Obwohl die Räume leer sind und es dort so still ist, dass es fast ein bisschen hallt, kann man sich vorstellen, dass dieser Ort Offenheit, Lebenslust und Kreativität schafft. Und den Menschen Orientierung bietet, die fern von dem Land sind, in dem sie aufgewachsen sind, oder die neu in Deutschland oder in Dresden sind und erstmal überfordert sind mit all dem Neuen. „Dass ich weiß, wo kann ich Maismehl kaufen und wo gibt es Kochbananen“, ergänzt Mercedes. „Sie kommen dann zu mir ins Nibs, das ist so eine Art Treffpunkt geworden, und ich gebe Tipps.“ Seit 1994 wohnt sie in Dresden, kennt die Neustadt wie ihre Westentasche, sah wie ein Viertel sich entwickelt und kennt viele Geschichten der Bewohner:innen.

Vier Jahre nach ihrer Ankunft in Dresden gründete sie zusammen mit anderen Latinas und Latinos den Kulturverein. Am Anfang war es nicht mehr als ein Lesekreis, ein Café, indem sie sich trafen, um sich gegenseitig vorzulesen, Geschichten auszutauschen und Bücher zu empfehlen. „Jedes Mal kamen mehr Leute“, erinnert sich Mercedes. Sie zogen in größere Räume um, bis sie schließlich das Vereinshaus fanden. Schon immer richtete sich ihr Angebot nicht nur an Lateinamerikaner:innen, sondern alle, die sich für die iberoamerikanische Kultur interessieren. Die Aktivitäten finden zwar alle auf Spanisch statt, aber es gibt oft auch Dolmetscher:innen.

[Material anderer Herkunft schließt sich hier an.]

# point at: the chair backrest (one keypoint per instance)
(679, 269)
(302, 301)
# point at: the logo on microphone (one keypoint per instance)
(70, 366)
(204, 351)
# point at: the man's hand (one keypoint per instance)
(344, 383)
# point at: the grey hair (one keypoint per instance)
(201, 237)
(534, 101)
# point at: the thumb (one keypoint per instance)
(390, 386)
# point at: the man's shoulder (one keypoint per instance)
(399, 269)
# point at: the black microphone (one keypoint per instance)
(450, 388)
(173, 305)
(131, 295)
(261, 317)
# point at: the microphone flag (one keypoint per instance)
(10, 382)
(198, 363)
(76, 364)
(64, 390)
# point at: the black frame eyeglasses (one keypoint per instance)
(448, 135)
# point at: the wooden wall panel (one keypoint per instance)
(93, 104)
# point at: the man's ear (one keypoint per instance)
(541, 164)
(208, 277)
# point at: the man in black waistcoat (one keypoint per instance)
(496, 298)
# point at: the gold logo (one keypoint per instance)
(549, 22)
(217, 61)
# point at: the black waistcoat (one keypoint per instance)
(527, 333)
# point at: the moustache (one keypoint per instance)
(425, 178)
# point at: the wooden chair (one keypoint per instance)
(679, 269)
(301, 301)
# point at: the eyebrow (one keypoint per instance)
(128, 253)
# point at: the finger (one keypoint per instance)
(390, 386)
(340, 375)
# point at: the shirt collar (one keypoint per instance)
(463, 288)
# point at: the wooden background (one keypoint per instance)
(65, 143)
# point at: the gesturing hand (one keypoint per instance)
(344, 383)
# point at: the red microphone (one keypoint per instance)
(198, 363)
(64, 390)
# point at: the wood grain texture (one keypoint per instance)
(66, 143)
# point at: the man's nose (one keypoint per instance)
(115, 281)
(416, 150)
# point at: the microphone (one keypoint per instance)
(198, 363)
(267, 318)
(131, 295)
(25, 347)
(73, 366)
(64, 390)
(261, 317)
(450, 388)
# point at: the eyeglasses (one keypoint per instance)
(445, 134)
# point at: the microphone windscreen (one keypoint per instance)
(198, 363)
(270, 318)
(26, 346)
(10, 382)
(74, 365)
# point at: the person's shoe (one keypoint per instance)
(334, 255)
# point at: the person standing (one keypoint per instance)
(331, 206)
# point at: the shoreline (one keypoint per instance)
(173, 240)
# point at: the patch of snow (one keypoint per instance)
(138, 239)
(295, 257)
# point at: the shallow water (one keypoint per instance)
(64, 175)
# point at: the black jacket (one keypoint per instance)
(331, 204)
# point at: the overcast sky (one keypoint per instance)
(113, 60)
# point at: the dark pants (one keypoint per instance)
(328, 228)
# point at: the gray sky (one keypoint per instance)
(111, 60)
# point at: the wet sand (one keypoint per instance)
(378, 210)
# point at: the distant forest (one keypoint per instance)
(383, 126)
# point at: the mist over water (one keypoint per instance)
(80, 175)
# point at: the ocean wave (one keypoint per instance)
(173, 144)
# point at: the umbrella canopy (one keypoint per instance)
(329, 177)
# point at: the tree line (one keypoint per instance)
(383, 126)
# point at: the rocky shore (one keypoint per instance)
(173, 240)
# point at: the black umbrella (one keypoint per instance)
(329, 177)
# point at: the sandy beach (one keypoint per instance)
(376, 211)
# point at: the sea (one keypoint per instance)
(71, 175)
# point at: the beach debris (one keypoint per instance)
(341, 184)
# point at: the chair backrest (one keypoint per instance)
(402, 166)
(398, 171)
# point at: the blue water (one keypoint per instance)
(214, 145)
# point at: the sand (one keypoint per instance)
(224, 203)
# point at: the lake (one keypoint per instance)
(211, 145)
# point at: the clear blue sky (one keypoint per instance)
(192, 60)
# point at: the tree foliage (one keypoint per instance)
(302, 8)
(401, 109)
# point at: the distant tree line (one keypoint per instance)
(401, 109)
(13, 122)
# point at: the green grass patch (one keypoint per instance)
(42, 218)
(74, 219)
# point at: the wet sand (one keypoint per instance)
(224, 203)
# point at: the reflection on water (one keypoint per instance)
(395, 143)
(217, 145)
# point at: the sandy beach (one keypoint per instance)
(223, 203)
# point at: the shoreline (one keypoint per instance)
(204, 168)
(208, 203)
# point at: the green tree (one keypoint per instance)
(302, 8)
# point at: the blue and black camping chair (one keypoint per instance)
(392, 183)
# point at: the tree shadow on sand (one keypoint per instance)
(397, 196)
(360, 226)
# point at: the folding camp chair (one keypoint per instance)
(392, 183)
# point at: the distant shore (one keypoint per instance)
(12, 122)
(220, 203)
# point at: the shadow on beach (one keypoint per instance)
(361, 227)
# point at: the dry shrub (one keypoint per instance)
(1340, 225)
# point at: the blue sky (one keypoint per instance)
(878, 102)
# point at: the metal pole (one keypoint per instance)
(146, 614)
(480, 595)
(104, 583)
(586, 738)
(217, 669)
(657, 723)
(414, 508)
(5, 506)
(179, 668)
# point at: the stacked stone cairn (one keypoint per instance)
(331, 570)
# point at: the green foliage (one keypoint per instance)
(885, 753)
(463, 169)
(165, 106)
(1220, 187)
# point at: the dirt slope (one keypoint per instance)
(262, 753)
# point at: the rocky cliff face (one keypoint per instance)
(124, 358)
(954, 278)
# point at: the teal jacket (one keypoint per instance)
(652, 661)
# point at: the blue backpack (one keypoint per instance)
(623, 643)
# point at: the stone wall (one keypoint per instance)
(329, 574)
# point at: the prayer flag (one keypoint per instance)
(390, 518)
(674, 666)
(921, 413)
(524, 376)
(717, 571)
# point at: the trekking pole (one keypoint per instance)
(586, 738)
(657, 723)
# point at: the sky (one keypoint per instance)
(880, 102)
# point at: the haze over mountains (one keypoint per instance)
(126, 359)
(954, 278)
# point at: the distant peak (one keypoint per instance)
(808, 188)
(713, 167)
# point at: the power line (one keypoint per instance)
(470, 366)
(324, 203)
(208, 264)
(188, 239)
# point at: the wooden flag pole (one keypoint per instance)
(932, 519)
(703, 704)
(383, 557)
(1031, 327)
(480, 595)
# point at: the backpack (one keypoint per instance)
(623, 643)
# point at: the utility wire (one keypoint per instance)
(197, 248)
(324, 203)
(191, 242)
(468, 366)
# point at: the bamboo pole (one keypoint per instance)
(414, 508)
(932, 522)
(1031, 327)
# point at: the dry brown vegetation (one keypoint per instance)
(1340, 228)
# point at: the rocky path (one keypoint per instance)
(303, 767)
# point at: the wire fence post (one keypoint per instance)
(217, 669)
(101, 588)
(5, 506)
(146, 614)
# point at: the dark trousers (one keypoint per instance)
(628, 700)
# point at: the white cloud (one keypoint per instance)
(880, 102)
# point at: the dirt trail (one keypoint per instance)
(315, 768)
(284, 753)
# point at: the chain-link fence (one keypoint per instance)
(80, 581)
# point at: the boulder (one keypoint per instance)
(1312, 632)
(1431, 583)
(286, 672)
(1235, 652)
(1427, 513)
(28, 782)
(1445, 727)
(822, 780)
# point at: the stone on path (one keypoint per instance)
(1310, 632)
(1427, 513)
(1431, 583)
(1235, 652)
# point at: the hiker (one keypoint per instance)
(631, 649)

Gemeinsam zu den Herausforderungen des Alltags

Aber nicht alle begegnen ihren Aktivitäten mit Freude. „Es macht mich traurig, wie sehr sich das in den letzten Jahren verschlechtert hat“, meint Mercedes. Mit „das“ meint sie, in den Straßenbahnen bespuckt zu werden, ein ablehnendes „Hier wird Deutsch gesprochen!“, wenn sie sich mit ihrem Mann auf Spanisch unterhält, kurz: Rassismus. Sogar ihr Vereinshaus sei schon beschädigt worden, die Scheiben eingeschlagen. Auch Angriffe auf Vereinsmitglieder kamen vor, erzählt sie. „Dabei wollen wir doch mit unserem Verein zeigen, dass wir keine Asozialen sind.“

Der ACI unterstützt deswegen auch die Initiative Move it!, geht in Schulen und zeigt Dokus von Zusammenhalt, klärt auf über Rassismus. Und bietet seinen Mitgliedern einen Safe Space, falls es zu viel wird mit der Ausgrenzung. Ob Rassismus oder die Pandemie – wenn Mercedes erzählt, merkt man, dass dieser Verein eine Familie ist, dass die Mitglieder gegenseitig füreinander da sind und mit Kraft und Passión die Herausforderungen meistern.